Q. 今後もそのエージェントを使い続けたいのですが、返金請求すると関係が壊れますか?

A. 正当な根拠に基づいた請求を適切な手順で行うことと、関係を良好に保つことは必ずしも矛盾しません。感情的にならず、契約書の条項と事実に基づいて書面で淡々と請求するスタイルが、関係を壊さずに進める現実的な方法です。逆に、遠慮して請求しないことで不満が蓄積し、関係が悪化するケースもあります。

Q. 契約書が複数あって、どれが最新の条件かわかりません。どう確認すればいいですか?

A. 原則として、最新日付の書面が優先されます。手元にある契約書・覚書・変更合意書の日付を時系列で並べ、最新のものを特定してください。不明な場合はエージェントに「現在有効な契約条件を書面で送付してほしい」と書面(メール)で依頼することが確実です。その際の返信メールも記録として保存しておきましょう。

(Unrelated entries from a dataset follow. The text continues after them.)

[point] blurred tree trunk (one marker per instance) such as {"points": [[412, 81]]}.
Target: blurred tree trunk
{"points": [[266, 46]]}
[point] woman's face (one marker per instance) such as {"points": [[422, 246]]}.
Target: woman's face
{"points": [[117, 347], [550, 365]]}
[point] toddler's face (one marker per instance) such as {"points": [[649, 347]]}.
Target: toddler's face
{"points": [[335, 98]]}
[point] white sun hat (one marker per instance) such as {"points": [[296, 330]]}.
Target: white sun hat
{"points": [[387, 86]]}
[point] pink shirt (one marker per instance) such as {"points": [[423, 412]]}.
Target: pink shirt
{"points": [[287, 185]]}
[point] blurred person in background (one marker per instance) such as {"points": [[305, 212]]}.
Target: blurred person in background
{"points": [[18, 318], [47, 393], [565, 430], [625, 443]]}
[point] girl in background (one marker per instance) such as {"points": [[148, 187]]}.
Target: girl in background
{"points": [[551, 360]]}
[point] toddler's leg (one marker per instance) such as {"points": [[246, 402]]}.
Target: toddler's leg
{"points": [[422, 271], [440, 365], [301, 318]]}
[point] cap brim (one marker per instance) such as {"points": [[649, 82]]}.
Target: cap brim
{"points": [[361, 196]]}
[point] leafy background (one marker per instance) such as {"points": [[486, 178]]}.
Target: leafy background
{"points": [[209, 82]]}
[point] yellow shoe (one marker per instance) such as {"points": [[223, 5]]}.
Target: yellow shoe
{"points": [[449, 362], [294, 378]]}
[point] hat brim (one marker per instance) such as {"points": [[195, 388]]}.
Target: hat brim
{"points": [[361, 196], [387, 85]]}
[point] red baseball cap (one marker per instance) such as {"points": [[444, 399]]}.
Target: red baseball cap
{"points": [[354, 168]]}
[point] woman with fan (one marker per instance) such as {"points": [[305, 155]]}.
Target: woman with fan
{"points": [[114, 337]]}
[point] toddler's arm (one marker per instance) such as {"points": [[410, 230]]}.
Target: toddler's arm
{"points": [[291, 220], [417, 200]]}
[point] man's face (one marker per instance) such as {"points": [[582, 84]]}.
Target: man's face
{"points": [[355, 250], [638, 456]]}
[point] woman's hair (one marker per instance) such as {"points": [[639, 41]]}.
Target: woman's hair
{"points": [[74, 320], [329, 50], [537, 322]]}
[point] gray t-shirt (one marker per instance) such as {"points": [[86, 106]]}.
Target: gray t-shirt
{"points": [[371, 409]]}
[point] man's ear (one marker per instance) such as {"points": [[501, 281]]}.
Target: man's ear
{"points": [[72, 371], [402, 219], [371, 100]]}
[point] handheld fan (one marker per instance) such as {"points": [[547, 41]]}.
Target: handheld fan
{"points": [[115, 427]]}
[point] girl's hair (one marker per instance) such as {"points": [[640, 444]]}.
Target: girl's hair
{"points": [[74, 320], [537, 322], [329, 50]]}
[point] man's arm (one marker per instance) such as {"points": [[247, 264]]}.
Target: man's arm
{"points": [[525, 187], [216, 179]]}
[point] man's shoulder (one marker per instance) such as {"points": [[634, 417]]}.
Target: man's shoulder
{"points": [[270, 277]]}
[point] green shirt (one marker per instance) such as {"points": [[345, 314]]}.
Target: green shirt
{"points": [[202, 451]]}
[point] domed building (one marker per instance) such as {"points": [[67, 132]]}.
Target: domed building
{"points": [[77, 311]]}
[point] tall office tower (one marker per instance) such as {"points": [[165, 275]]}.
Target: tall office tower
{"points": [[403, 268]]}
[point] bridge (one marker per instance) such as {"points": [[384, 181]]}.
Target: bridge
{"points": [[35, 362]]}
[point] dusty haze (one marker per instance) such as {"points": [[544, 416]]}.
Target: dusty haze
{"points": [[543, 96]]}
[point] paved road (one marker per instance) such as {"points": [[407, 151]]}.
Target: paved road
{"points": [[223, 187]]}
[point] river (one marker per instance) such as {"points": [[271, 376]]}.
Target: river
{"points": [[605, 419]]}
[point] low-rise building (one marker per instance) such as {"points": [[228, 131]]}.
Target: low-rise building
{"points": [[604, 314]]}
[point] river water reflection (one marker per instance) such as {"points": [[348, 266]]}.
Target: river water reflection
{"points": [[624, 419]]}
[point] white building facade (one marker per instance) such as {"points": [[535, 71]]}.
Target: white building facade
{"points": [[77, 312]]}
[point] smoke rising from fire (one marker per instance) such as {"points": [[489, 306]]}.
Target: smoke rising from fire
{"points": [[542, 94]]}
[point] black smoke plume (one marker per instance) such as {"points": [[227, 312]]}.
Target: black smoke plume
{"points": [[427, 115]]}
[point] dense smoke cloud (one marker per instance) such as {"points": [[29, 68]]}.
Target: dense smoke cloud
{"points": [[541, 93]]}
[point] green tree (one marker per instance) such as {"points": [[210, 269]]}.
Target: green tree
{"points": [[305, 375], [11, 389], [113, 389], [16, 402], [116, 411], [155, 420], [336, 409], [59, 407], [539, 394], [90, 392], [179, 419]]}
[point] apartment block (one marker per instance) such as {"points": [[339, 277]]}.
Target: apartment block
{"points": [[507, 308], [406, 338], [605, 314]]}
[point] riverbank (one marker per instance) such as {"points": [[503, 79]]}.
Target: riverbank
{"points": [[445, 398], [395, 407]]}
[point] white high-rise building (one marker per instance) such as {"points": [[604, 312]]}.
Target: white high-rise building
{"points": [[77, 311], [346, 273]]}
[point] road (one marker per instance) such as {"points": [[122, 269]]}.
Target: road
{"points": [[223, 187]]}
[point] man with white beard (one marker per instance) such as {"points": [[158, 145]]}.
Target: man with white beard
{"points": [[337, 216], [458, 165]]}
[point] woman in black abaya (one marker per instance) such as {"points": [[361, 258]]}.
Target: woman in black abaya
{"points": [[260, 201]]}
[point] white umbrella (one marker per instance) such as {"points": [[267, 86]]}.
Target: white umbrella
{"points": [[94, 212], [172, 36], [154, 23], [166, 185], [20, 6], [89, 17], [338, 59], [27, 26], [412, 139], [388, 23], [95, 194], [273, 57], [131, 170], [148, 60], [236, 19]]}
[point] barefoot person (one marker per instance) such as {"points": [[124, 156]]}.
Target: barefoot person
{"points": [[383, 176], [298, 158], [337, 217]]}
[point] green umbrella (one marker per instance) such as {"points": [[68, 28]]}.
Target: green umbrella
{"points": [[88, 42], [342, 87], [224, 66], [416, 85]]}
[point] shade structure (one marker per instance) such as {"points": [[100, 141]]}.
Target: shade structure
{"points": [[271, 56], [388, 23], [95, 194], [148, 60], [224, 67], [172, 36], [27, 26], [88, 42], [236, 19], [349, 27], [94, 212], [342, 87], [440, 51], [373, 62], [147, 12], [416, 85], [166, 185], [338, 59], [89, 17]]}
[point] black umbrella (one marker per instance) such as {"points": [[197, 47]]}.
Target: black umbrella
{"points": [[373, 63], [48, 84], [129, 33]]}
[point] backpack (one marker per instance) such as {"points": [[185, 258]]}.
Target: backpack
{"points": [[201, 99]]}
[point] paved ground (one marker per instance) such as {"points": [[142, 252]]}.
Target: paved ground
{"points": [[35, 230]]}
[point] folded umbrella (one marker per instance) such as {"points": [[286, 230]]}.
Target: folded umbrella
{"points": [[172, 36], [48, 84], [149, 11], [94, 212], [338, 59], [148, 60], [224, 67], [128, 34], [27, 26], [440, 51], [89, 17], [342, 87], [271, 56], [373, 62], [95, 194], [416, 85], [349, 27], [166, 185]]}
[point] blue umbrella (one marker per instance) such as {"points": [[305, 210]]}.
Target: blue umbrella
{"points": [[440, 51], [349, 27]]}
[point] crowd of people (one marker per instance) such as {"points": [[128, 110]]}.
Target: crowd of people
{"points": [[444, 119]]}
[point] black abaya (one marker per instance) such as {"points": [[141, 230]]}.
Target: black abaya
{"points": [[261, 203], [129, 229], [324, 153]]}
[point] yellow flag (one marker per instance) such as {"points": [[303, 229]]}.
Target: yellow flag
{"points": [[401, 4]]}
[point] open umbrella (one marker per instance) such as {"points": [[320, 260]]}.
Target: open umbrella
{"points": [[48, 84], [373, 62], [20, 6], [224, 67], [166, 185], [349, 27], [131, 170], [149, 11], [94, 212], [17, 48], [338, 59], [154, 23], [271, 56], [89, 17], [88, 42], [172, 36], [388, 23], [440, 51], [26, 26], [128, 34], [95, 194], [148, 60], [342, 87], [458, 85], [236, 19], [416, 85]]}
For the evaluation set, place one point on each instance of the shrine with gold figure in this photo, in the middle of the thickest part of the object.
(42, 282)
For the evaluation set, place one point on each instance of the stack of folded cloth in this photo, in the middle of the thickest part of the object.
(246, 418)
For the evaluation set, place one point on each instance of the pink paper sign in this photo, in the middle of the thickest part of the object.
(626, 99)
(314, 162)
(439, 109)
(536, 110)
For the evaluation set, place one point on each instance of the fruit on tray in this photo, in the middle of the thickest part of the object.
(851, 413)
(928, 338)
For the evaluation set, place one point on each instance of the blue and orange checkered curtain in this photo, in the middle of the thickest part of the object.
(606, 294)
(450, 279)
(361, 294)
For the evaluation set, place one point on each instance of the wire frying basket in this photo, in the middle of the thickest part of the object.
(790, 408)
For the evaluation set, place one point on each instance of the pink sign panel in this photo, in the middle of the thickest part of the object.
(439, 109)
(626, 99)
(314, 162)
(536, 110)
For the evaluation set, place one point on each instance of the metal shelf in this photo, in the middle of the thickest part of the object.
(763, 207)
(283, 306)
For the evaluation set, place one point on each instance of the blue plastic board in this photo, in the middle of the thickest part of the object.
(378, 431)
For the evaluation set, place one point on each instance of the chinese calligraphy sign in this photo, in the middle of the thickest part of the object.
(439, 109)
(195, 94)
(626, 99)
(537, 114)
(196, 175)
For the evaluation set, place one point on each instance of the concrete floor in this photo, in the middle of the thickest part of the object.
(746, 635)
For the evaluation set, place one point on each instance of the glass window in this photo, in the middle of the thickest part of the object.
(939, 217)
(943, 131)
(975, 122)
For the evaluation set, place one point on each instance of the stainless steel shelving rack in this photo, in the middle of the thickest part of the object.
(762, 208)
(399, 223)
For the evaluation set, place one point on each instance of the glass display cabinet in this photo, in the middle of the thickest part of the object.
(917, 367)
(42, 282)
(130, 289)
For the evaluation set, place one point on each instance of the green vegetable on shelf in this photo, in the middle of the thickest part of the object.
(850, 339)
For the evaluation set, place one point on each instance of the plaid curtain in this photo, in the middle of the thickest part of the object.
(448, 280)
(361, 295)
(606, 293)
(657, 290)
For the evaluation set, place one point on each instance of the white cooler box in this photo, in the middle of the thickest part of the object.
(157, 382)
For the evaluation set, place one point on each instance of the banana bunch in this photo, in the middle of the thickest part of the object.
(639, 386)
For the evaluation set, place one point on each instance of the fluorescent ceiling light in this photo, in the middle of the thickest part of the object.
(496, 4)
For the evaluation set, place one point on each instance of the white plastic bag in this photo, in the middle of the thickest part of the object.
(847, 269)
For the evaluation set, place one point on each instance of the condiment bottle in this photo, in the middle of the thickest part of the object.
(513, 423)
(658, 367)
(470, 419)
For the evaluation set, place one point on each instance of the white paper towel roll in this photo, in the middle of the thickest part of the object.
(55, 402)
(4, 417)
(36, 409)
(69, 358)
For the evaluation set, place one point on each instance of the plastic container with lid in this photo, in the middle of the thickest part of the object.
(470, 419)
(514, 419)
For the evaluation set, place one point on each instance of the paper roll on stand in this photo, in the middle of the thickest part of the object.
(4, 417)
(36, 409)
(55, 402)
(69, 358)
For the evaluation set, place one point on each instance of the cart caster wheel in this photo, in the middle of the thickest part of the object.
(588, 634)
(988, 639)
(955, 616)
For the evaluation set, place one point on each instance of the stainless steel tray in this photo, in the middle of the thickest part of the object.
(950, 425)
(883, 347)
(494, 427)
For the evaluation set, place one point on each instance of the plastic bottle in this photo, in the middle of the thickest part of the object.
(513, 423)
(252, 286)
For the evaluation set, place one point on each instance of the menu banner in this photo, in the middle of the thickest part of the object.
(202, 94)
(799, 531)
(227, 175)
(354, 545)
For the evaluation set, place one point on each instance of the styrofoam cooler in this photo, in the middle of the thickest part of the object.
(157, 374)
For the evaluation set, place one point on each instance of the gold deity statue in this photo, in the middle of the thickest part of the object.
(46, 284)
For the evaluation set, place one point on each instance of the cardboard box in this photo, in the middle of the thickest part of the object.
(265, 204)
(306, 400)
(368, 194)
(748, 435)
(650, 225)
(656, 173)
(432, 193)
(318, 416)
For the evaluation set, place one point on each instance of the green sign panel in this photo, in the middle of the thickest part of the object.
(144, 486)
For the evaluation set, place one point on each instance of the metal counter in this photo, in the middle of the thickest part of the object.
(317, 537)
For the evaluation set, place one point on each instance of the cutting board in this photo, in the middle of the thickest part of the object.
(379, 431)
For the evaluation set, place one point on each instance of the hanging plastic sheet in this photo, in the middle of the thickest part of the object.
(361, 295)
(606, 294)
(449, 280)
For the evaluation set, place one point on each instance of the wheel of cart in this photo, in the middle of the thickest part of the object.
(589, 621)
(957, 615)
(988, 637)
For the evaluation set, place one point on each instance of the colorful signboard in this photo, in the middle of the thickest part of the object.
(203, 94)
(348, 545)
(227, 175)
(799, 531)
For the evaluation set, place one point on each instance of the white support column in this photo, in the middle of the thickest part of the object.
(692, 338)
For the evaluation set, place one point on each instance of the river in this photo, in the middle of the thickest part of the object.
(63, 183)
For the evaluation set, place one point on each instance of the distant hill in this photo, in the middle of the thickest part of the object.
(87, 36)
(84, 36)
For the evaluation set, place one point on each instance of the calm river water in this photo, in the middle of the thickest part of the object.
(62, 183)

Q. 次にエージェントを選ぶとき、返金保証以外にどんな点を確認すればいいですか?

A. 職業安定法に基づく許可番号の確認、自社と同規模・同業種の採用実績の有無、担当者の変更頻度、入社後のフォロー体制(定着支援の有無)が主な確認ポイントです。また、求人票と実際の条件に乖離が生じないよう、入社前に労働条件通知書の内容をエージェント担当者とも共有する運用を設けることが、採用後のミスマッチ防止につながります。